Notably, the treatment group C consisting of seven patients (which received no intrathoracic thermic treatment) who were treated during an earlier period (2001 – 2003). Group C had an average age of 64. Essentially a control group.
The remaining patients were treated during 2006 – 2008 and are divided into two groups;
Group A which received hyperthermic (hot) saline infusion with a 30 minute dwell time – consisted of seven patients. This group was also older (average age 72).
Group B, consisting of five patients who received hyperthermic chemotherapy (cisplatin) infusion into the chest cavity with a 30 minute dwell time.
Note: Infusion in this post refers to instillation of fluid into the chest cavity, not an intravenous treatment. All patients received post-operative adjuvant chemotherapy.
The grouping of A and B serves to distinguish whether the mechanism of treatment is related to the application of heat alone, or the application of heated chemotherapeutic agents. Current theories about the effectiveness of HITHOC suggest that the heat of the chemotherapy allows the drugs to penetrate more deeply into the tissues compared to application of chemotherapy alone, but requires studies such as this to support this theory.
Interestingly, the pre-operative staging of these patients differed significantly from intra-operative findings with 8 patients diagnosed with early disease (stage I), five patients with stage II and only six patients as stage IIIA pre-operatively. (Presence of a pleural effusion denotes stage IV). Malignant effusions were not seen during pre-operative workup. (It is not uncommon to find more advanced cancer at the time of surgery.)
Surgery: All of the patients underwent a VATS procedure (video-assisted thoracoscopy). The majority of patients of patients (16) underwent surgery to remove the primary lesion (cytoreductive surgery) with ten patients undergoing lobectomy and six patients undergoing wedge resection.
Intra-operative findings: 16 patients found to have malignant effusions, 10 patients with disseminated disease.
Results: No intra-operative/ post-operative deaths.
Group A (hot saline group): no deaths during follow-up period, with a median follow-up period of almost 20 months.
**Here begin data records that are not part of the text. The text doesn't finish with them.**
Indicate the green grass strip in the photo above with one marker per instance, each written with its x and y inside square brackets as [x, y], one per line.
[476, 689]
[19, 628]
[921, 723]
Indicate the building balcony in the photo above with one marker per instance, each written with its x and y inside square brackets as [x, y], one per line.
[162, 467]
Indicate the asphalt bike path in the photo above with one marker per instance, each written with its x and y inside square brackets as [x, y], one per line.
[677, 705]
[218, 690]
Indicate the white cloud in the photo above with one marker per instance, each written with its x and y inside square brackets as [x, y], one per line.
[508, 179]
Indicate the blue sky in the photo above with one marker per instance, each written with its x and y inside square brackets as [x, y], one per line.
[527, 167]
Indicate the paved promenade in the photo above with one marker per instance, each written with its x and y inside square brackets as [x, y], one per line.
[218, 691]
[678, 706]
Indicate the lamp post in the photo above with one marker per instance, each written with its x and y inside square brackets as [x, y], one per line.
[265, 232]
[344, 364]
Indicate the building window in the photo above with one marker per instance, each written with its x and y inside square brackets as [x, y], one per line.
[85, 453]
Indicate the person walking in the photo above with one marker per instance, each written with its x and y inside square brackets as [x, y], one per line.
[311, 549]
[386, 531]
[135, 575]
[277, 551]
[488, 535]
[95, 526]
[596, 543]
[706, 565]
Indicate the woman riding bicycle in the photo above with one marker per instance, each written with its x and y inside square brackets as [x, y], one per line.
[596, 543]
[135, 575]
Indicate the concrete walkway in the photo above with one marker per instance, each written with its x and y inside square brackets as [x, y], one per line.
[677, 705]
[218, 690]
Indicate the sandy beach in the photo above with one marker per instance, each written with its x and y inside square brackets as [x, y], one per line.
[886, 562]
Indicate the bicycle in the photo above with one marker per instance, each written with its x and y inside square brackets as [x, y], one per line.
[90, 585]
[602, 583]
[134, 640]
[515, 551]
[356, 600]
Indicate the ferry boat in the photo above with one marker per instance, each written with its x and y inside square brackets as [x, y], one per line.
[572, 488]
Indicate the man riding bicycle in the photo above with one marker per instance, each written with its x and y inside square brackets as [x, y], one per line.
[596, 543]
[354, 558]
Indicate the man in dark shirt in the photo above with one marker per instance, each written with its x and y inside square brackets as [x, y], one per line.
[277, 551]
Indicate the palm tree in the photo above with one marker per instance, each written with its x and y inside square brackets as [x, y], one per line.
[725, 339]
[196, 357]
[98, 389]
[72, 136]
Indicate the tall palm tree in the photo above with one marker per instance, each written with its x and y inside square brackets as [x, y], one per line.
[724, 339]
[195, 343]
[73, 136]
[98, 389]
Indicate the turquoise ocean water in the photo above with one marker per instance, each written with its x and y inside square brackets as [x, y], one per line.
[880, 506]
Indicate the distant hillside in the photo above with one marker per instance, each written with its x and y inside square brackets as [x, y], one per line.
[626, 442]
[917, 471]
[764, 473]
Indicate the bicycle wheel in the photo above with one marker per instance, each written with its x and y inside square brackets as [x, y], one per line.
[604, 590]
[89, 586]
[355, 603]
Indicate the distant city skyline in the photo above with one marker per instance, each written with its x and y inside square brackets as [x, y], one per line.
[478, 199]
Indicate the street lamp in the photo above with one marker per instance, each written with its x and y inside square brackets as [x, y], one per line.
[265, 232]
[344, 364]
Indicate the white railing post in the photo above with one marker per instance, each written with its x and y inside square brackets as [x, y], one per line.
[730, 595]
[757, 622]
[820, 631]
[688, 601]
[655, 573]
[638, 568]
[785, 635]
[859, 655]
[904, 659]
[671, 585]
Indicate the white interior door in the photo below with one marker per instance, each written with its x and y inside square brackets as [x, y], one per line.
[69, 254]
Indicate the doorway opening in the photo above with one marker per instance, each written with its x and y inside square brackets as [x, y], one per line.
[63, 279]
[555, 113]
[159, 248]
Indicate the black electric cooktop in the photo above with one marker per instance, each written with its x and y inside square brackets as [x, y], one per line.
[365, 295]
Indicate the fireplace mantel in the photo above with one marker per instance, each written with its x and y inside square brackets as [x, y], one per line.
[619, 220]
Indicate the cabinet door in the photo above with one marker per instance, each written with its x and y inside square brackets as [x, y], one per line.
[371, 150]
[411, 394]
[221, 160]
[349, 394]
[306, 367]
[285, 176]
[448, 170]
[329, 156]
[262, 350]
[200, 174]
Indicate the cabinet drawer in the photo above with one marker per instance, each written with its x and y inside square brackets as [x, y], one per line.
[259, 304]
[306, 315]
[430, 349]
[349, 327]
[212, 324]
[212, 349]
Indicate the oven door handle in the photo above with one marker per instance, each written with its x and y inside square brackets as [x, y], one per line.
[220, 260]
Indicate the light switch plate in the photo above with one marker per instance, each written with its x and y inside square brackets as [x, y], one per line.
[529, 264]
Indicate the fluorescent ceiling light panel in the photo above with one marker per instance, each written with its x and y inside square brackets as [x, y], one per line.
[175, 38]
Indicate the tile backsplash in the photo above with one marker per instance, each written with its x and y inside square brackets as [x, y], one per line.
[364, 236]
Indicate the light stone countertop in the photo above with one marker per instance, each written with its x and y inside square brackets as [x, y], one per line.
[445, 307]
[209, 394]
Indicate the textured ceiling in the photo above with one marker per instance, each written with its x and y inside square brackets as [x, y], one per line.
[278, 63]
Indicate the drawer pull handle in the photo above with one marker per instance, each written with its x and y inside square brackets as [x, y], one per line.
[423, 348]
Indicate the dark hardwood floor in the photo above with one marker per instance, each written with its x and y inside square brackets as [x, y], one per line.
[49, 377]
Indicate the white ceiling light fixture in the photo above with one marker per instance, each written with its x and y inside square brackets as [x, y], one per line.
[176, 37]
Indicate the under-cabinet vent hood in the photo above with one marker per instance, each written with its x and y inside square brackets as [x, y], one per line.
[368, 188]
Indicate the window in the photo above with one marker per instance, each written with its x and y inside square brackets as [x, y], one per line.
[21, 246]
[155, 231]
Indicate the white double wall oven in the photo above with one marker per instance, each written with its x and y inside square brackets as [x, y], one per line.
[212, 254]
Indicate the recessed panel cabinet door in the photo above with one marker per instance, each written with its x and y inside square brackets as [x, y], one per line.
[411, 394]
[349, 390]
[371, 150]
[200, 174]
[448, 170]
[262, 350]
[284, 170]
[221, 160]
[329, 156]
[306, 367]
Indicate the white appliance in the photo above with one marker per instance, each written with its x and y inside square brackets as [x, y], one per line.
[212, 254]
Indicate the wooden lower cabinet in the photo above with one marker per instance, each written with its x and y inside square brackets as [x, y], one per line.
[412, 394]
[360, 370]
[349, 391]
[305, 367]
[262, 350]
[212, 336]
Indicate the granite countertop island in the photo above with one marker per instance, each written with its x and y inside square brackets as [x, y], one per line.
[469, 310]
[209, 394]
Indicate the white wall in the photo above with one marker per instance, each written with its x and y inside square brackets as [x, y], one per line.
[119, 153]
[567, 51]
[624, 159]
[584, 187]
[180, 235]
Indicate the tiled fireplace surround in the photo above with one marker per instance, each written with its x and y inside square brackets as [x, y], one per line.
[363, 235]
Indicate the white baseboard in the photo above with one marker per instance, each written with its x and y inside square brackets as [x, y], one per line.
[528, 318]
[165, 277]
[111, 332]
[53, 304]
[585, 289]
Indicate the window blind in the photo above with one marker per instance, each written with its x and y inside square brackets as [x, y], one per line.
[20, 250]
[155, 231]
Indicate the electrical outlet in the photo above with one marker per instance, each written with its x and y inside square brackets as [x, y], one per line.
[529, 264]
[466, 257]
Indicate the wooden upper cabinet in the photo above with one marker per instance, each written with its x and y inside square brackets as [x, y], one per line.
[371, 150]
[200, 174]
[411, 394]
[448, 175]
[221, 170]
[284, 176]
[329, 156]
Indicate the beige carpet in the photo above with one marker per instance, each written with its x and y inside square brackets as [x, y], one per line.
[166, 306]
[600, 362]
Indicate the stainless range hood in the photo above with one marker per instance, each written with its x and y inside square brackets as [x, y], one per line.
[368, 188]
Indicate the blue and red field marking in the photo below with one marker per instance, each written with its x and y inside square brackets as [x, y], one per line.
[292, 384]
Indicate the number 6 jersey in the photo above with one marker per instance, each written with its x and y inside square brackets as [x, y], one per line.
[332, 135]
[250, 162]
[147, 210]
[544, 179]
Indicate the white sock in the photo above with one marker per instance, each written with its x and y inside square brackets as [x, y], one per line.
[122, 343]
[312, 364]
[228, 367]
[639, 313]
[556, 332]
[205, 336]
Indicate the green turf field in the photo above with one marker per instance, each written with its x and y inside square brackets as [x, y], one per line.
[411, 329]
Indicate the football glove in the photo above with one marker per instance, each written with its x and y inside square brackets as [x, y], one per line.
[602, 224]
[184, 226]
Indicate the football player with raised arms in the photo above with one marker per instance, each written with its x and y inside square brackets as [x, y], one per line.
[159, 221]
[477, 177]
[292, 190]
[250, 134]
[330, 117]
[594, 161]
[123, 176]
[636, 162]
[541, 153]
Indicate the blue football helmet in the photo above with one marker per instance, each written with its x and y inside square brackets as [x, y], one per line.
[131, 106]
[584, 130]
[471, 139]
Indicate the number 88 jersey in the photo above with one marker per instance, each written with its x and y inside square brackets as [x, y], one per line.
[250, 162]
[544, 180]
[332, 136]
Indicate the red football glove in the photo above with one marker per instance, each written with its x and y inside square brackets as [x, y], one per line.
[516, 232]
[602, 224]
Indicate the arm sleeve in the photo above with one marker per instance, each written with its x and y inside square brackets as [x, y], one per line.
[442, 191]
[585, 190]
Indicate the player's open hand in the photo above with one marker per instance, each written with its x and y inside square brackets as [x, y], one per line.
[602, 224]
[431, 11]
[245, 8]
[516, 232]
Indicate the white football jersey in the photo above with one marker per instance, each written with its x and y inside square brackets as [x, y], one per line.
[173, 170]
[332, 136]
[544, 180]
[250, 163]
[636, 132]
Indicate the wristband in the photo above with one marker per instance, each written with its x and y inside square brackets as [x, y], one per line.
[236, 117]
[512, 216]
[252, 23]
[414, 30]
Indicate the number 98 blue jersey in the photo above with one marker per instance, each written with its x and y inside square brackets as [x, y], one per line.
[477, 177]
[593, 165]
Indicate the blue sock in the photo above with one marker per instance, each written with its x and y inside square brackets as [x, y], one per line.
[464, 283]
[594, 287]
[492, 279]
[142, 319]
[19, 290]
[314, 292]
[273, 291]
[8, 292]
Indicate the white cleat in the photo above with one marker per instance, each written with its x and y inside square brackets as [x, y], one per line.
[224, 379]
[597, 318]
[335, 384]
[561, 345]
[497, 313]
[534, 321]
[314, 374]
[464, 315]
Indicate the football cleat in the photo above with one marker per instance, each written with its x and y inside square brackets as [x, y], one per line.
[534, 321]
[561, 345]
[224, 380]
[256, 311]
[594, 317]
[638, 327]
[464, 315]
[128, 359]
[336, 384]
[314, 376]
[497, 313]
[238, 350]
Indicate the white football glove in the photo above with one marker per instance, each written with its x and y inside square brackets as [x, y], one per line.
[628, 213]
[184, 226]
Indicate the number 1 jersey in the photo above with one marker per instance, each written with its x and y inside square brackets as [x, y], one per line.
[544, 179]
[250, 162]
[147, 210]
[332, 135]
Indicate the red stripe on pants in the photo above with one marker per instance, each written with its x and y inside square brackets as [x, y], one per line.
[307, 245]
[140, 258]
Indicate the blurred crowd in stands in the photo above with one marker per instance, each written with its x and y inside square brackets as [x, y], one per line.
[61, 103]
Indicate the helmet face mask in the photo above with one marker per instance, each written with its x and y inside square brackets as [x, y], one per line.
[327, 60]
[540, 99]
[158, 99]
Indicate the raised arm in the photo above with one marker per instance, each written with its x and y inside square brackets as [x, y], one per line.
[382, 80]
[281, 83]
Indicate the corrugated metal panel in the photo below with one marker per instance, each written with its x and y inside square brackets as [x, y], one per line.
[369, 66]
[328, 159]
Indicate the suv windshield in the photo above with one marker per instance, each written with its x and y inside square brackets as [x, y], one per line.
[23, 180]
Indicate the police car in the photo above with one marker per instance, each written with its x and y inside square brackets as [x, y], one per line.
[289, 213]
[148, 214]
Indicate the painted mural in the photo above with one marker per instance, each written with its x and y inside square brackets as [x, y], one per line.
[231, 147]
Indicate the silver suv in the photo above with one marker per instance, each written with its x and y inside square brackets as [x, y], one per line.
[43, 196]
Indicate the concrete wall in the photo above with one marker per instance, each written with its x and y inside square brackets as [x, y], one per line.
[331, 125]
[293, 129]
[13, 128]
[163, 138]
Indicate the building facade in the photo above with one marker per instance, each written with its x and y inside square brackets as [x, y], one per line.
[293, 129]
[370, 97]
No recurrence of pleural effusions.
Group B (heated chemotherapy group): 4 deaths in follow-up period; median survival time was 41 months, one patient with recurrent pleural effusion 26 months after treatment.
Group C: (VATs alone): 5 deaths (during follow-up period) median survival 25 months, 4 patients with recurrent pleural effusions (average time to recurrent effusion: 3 months).
While this study is too small (with only five patients receiving intrathoracic chemotherapy) to generalize the results – it should prompt researchers into conducting more studies and trials into the use of hyperthermic intrathoracic chemotherapy in patients with late stage lung cancers.
The decreased incidence of pleural effusion in the treatment groups (A and B) is important also for quality of life issues. However, these findings are also limited by the small study size.
I have written to Dr. Naito (corresponding author on this article) for further comment and information.
Reference:
1. Kimura, M., Tojo, T., Naito, H., Nagata, Y., Kawai, N., & Taniquichi, S. (2010). Effects of a simple intraoperative intrathoracic hyperthermotherapy for lung cancer with malignant pleural effusion or dissemination. Interactive Cardiovascular & Thoracic Surgery 2010, April, 10 (4); 568 -71. (linked to pdf).